Si la commission Warren en 1969 prompte à enterrer l’affaire pour raisons de politique intérieure, fit tout pour faire entériner la théorie d’un Oswald solitaire, la commission sénatoriale de 1978 souleva, à partir d’enregistrements radio sur une moto de la police dont le micro était resté ouvert, le lièvre d’une possibilité de  tirs bien plus nombreux (jusqu’à  5) confirmée par un tiers des témoins, environ,  notamment du côté du fameux monticule en herbe où aurait pu se cacher le « vrai » tireur, celui qui devait tuer. A lire, (ce que nous vous invitons à faire tant c’est passionnant notamment au plan du tir et de la balistique), les nombreuses théories relevées sur le Net, on peut penser légitimement et sans prendre parti pour quelque « théorie du complot » que ce soit,à des tirs croisés où Oswald aurait sans doute participé, (mais sans peut-être   forcément tirer lui-même !), puis délibérément été « sacrifié » ensuite pour les besoins de l’enquête, dans le cadre d’une embuscade soigneusement préparée. Mais par qui ?  Il avait eu juste le temps de dire n’être là-dedans qu’un « pigeon »…avant d’être abattu deux jours plus tard lors d’un transfert ! Il ne risquait pas d’en dire plus.

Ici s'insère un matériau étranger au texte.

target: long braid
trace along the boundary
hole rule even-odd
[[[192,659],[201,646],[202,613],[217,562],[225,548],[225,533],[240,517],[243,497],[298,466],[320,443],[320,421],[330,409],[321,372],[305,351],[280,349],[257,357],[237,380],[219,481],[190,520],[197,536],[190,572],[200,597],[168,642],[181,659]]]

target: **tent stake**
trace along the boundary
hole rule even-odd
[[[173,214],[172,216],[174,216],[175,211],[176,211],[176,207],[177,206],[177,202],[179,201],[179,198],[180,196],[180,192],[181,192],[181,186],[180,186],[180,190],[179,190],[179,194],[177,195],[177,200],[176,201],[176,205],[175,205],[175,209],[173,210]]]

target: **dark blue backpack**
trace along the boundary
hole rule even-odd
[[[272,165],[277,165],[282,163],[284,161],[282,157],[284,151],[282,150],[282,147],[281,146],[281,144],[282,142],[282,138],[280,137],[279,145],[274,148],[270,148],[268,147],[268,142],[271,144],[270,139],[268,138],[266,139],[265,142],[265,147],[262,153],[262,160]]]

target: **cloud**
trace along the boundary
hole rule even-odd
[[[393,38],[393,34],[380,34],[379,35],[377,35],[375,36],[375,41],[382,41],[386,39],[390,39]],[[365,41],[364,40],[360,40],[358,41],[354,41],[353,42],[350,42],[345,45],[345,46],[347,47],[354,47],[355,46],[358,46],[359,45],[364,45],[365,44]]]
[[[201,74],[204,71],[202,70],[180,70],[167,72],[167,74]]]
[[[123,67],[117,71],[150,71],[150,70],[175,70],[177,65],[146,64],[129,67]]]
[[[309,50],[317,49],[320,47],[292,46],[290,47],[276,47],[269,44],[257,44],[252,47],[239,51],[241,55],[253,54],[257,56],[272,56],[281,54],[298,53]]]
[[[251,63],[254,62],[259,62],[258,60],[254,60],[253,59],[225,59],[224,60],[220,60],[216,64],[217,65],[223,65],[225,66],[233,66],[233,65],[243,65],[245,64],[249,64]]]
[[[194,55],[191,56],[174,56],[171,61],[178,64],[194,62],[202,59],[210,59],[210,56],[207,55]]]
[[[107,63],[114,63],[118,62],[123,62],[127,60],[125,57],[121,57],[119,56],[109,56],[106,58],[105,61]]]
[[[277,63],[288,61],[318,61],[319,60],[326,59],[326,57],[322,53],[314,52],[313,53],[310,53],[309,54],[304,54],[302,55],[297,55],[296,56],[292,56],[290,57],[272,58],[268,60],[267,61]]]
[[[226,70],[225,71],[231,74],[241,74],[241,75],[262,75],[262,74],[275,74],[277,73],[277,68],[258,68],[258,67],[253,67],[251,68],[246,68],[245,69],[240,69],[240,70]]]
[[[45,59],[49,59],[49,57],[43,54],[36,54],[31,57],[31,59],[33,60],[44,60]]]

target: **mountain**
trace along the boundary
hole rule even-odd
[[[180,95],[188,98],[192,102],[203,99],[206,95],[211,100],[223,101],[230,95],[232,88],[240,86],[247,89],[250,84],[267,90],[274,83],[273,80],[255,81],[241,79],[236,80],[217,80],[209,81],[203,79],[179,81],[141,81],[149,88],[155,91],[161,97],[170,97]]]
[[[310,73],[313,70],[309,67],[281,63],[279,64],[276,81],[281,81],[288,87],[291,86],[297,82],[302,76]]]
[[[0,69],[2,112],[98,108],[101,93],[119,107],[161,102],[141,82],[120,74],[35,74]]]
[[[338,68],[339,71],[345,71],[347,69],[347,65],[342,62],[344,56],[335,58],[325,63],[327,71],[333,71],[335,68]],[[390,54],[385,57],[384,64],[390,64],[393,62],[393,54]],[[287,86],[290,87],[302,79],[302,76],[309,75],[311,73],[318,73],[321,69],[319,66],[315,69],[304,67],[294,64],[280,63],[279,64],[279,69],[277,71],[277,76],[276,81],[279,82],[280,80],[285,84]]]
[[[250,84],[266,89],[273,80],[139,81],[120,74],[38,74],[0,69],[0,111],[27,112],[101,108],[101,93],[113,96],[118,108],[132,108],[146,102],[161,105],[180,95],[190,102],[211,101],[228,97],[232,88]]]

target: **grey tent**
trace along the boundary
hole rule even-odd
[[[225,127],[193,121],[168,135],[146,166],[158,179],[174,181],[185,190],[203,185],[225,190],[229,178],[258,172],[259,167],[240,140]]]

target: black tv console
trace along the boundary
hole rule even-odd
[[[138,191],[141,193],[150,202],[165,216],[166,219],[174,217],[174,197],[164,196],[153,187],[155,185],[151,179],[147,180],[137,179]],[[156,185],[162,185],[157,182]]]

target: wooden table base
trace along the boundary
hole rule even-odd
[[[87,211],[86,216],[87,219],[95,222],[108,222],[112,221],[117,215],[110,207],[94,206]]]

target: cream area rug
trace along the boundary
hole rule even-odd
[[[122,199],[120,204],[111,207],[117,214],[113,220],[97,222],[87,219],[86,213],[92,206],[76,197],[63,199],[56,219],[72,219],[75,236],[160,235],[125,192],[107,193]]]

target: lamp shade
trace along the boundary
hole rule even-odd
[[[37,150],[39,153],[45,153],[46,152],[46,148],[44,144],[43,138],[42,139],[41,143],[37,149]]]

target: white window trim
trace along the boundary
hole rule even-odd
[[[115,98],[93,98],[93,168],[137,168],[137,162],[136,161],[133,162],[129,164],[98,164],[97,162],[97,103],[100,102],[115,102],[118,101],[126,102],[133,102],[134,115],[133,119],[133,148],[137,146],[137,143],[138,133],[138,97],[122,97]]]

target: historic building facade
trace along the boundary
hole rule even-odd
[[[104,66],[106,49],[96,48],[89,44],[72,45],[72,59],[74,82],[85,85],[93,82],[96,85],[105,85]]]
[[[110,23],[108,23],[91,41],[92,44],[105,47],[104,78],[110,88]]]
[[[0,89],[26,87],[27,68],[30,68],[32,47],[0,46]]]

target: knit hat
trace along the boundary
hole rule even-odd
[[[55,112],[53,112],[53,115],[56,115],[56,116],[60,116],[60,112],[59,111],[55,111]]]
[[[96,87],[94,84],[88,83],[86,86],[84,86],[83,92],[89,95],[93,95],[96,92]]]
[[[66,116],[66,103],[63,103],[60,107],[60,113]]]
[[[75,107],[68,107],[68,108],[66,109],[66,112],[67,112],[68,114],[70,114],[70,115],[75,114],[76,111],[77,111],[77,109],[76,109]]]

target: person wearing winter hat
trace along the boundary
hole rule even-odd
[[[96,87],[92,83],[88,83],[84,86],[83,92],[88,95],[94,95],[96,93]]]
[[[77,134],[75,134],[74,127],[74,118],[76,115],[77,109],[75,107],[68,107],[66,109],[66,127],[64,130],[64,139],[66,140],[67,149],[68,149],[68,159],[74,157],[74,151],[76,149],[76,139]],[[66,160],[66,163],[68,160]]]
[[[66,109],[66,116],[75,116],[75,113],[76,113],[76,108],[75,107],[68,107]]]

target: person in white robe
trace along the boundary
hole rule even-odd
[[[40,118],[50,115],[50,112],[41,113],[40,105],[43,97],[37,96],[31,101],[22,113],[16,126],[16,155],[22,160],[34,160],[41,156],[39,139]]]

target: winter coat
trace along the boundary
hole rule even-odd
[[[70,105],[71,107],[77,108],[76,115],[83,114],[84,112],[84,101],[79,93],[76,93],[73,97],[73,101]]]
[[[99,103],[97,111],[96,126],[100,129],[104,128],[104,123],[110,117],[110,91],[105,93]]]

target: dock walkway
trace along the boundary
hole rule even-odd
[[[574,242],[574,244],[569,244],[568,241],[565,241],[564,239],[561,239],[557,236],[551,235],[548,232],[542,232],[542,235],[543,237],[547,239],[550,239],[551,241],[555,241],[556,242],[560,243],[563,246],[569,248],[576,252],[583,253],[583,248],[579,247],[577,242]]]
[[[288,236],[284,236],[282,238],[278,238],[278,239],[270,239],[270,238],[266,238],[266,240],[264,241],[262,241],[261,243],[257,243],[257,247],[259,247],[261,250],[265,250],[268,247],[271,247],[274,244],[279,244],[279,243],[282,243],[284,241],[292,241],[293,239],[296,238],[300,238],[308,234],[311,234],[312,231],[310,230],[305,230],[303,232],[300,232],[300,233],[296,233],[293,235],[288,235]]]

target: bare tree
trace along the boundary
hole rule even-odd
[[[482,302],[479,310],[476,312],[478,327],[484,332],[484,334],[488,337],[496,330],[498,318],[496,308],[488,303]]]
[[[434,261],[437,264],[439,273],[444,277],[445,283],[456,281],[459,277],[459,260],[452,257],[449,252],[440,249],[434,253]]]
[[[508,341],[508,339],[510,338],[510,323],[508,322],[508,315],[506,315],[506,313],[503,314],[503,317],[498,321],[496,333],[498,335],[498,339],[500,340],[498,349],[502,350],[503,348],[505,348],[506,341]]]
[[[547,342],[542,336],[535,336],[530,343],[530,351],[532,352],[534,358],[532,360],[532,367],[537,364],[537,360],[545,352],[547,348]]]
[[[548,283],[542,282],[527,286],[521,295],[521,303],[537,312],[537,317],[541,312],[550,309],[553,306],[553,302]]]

Il y a quelques semaines l’administration Trump a annoncé vouloir déclassifier le dossier, reportant toutefois à six mois, mi 2018 donc, la divulgation de certains documents jugés trop sensibles. S’il existait des preuves fracassantes on pense qu’elles seraient sorties bien avant.

1/ Le 6,5X52 Carcano utilise des balles très longues (« crayons volants ») de 123 (9g) à 156 grains (10,1g) utilisables à la chasse pour nuisibles, chevreuils, petits sangliers. On trouve encore en France une demi-douzaine de chargements, notamment chez Partizan pour des armes de surplus du même type que celle qui servit le fameux 22 novembre 1963.